O grande destaque está por conta do desejo dos alunos em participarem. A participação não tem custo extra, mas é necessário ter boas notas e bom comportamento. Quem não tem boas notas, não entra. “Os melhores academicamente falando começaram a participar e logo estavam falando de como acharam legal em sala de aula. Os outros, que não tinham alcançado os índices nas provas, correram atrás para poderem participar. Ficou ‘status’ participar, com a diferença que nesse ‘status’ se aprende muito”, acrescenta Janes Helena Marks da Silva, coordenadora escolar. Não há custo extra e alguns pais estão inclusive indo na unidade escolar para se informar melhor sobre o projeto e ao saberem das notas dos filhos, eles saem focados em exigir mais dos estudantes.

O ritmo do Supers é rápido, mas os alunos não reclamam. “Agora, eu me preocupo mais com as notas. Se minhas notas caírem, eu saído do Supers e isso eu não quero. O programa é incrível. Mesmo cansada das aulas da manhã eu vou no Supers.
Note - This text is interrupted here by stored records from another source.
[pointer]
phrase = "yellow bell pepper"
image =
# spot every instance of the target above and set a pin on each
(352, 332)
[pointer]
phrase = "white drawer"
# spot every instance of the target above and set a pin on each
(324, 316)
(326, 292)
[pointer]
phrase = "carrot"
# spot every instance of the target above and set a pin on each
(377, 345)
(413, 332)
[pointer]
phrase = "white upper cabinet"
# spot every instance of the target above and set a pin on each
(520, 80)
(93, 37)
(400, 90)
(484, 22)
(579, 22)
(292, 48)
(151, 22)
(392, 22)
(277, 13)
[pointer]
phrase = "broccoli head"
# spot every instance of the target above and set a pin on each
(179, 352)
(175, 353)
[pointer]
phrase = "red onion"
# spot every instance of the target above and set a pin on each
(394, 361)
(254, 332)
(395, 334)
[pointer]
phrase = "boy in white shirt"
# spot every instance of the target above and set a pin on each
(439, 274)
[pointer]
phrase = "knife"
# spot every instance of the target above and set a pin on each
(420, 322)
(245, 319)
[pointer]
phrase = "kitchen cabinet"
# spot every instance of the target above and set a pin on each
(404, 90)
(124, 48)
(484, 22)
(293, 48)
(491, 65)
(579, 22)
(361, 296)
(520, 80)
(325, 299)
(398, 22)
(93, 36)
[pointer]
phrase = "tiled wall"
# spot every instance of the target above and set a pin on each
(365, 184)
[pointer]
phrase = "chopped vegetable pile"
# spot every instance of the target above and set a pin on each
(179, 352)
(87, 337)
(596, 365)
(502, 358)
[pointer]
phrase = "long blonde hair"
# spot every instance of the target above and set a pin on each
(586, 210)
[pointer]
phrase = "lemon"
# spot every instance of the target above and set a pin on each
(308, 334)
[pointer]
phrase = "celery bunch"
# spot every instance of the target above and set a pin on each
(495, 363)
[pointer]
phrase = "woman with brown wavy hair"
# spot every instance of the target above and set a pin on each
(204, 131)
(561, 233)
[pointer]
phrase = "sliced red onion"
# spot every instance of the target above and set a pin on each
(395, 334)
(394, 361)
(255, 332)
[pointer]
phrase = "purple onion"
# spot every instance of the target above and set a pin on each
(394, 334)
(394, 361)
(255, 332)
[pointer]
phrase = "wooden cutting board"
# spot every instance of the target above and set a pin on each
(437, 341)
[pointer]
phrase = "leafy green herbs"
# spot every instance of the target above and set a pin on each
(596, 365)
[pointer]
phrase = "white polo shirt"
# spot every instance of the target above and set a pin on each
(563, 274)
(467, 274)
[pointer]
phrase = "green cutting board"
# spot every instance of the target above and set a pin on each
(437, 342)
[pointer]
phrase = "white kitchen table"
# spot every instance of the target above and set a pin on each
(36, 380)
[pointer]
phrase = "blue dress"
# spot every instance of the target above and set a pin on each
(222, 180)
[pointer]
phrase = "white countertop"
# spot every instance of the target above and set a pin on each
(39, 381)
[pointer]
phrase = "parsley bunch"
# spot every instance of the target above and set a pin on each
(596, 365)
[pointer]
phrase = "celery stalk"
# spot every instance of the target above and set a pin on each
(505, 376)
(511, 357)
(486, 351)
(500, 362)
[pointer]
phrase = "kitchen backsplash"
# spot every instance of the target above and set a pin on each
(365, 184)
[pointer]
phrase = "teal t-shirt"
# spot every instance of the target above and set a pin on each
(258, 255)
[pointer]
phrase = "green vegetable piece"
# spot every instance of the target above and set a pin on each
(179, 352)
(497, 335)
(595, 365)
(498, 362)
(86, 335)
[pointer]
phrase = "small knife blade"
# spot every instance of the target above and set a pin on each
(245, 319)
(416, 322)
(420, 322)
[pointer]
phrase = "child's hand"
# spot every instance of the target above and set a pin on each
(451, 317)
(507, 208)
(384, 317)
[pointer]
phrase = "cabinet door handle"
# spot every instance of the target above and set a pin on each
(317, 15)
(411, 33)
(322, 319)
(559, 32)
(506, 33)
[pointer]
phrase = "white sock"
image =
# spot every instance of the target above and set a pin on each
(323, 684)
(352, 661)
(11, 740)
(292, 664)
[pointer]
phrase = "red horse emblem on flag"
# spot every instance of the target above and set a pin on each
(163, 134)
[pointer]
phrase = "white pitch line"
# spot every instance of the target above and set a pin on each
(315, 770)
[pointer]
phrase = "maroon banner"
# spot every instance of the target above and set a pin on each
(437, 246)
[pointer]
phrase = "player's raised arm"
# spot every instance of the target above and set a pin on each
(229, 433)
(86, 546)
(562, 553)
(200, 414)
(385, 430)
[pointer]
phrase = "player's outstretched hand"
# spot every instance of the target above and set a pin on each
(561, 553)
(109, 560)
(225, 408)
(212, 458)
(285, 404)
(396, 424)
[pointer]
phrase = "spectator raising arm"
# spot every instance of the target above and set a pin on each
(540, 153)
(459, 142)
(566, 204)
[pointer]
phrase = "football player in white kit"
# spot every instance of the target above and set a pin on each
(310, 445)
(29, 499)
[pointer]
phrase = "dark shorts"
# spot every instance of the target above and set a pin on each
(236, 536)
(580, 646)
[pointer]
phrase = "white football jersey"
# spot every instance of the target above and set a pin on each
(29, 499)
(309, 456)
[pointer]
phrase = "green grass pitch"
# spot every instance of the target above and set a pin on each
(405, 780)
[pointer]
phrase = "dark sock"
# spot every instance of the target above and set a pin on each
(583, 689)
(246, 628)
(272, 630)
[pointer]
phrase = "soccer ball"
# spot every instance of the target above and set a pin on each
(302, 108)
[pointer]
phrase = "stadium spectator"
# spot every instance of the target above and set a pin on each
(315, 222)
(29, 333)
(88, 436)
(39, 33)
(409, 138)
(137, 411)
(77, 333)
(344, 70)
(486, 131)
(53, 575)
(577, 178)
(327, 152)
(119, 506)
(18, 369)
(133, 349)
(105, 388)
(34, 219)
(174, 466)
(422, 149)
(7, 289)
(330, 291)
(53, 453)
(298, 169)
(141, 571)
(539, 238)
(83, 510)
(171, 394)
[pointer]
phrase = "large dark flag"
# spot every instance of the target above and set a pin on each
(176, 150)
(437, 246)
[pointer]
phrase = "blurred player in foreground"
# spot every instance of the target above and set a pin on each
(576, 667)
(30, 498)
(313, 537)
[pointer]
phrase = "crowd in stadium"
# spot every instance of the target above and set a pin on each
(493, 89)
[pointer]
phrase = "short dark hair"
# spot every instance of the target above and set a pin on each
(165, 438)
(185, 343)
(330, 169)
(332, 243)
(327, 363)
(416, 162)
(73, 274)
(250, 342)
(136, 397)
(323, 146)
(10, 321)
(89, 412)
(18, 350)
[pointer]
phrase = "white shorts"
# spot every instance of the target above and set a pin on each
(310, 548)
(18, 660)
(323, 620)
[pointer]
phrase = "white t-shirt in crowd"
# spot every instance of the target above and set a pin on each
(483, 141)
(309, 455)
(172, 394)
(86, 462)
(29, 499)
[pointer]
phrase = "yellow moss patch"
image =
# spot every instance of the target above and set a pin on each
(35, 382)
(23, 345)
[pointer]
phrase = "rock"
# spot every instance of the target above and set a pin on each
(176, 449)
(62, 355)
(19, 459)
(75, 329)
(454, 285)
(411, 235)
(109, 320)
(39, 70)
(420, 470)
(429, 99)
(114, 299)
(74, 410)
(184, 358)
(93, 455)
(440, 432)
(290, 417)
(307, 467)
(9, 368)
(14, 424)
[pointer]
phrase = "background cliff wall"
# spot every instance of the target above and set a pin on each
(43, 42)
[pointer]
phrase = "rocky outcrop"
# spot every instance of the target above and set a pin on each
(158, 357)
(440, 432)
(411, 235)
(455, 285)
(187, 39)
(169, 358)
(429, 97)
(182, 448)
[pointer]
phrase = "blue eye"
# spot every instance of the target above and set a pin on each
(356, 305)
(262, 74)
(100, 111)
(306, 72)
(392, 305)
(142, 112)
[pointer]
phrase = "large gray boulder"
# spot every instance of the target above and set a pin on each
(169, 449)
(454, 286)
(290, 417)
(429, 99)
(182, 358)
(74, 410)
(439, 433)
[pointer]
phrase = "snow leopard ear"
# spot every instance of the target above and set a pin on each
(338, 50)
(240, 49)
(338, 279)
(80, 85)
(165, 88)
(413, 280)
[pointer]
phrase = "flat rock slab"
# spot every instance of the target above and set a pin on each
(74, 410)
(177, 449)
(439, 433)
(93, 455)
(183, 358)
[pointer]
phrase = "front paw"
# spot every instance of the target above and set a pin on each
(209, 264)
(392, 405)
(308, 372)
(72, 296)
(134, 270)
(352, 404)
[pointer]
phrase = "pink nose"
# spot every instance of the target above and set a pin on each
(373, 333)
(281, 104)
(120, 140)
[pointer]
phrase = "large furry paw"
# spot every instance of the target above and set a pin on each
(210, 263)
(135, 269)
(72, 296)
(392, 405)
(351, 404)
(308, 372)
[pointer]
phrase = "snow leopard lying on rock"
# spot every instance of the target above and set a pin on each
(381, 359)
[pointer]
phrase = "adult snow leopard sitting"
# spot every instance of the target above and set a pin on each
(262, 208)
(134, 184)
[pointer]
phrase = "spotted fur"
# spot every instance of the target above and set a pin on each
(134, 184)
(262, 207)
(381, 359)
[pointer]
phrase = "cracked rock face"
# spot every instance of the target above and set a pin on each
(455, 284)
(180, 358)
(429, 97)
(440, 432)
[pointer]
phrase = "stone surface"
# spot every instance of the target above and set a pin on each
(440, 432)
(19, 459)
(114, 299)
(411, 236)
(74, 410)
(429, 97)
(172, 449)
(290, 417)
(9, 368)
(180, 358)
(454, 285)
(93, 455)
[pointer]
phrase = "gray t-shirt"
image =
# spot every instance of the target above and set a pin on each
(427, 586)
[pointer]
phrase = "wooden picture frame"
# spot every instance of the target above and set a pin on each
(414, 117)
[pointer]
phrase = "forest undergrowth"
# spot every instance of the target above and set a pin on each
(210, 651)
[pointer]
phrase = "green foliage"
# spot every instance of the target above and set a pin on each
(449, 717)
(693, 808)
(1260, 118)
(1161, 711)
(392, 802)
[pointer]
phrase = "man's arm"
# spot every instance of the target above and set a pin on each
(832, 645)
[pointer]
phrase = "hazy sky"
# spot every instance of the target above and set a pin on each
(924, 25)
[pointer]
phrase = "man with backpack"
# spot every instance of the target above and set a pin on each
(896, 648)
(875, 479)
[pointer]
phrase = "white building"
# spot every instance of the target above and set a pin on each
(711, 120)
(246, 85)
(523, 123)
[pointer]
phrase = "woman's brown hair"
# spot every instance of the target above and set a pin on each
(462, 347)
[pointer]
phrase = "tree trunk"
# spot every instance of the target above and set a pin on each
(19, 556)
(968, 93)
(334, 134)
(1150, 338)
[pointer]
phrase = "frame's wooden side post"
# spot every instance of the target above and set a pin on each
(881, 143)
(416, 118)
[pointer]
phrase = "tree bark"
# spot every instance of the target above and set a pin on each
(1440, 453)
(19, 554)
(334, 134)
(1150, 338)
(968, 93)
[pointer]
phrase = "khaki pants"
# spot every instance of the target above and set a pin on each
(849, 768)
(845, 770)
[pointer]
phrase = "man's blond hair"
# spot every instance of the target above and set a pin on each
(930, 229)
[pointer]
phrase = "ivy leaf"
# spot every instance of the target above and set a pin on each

É demais!”, explica Ana Cristina Amaral, estudante. O professor Ernandi Dziedicz, diretor da unidade, acrescenta o motivo da produtividade no conteúdo: “Eles prestam mais a atenção e isso faz com que os professores tenham facilidade em mostrar o conteúdo de forma criativa”.

Professor Elias Nascimento vestido de “manezinho da ilha” em aula de história

Os professores usam de todos os meios possíveis para chamar a atenção dos alunos, mas sempre de forma lúdica. Na aula de história que nossa equipe de reportagem esteve presente o professor Elias Nascimento foi caraterizado de pescador e com uma tarrafa na mão para falar sobre a história de Santa Catarina. “O típico manezinho da ilha tem algo para contar para vocês hoje”, falou o professor, ao lançar sua tarrafa no meio da sala.

Ao todo, 42 estudantes já estão participando e há 50 vagas disponíveis, por isso, há uma corrida acadêmica dos demais alunos para alcançarem as últimas vagas. “Para os pais, é motivo de alegria ver os filhos se dedicando de verdade nos estudos, para os professores são três horas de realização acadêmica e para nós, como instituição, é a certeza que todo o esforço para aplicar o projeto valeu a pena”, acrescenta o professor.

Por fim, o resultado são alunos com mais conteúdo para o vestibular. “Eu estou gostando bastante das aulas. Tinha algumas matérias que eu demorava para aprender na aula normal, mas tive facilidade no Supers. Entendi tudo em apenas 1 hora conteúdos que demoravam um montão. Parece que fui mais porque todo mundo está focado nos estudos”, finaliza a estudante Isabelle Custódio.